Quiçá sua adesão e identificação com a via da ação se encontra na origem dessa sua convicção na possibilidade restauradora da sacralidade perdida. A ação abre as portas à essa possibilidade. Ou quiçá devemos apresentar a direcionalidade dessa causa-efeito em sentido inverso e pensar, assim, que pudesse ser que seu convencimento na viabilidade dessa possibilidade reintegradora da unidade perdida seja a razão pela qual optou pela via da ação frente à via contemplativa e que dita escolha a exercera ao convencer-se de que essa era a única via possível para aspirar ao retorno da Tradição.
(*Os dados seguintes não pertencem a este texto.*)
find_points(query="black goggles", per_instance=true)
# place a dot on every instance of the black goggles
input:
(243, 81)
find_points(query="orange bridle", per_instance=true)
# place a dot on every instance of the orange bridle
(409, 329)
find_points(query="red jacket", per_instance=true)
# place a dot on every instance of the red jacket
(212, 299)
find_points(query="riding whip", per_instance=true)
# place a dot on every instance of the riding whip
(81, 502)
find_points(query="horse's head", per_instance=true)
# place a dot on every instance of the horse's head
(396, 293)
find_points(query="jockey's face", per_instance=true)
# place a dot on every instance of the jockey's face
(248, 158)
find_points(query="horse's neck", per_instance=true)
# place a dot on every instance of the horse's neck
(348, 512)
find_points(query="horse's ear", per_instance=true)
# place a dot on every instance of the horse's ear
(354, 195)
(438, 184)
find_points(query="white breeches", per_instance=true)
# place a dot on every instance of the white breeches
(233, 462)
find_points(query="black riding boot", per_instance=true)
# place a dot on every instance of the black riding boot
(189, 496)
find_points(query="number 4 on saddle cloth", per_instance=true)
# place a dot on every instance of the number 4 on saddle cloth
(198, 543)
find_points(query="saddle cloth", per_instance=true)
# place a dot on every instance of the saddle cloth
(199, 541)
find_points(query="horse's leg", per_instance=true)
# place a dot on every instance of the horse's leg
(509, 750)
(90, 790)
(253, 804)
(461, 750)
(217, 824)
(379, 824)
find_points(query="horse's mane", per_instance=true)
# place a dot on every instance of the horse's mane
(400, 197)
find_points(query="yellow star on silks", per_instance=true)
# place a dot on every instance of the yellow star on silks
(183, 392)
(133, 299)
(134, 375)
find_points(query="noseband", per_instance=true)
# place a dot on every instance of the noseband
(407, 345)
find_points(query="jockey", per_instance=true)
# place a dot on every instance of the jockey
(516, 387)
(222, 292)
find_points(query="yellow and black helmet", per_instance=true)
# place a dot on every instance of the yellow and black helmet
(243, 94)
Parece que a primeira proposição é a correta, já que em sua autobibliografia (mais que autobiografia) intitulada "O Caminho do Cinábrio" o grande intérprete italiano da Tradição afirmava que desde tenra idade a identificação com a ação (junto a sua vocação pelo Transcendente) constituiu parte de sua "equação pessoal".

Sem dúvida é essa tendência quase, diríamos, inata pela via do kshatriya a que outorga a Evola esse plus que lhe coloca acima da maioria dos autores Tradicionalistas à hora de mostrar essa clarividência pelo convencimento de que é possível, ainda em períodos de máxima involução, recuperar a sacralidade perdida. Ninguém como nosso autor romano acreditou nos Ciclos Heróicos.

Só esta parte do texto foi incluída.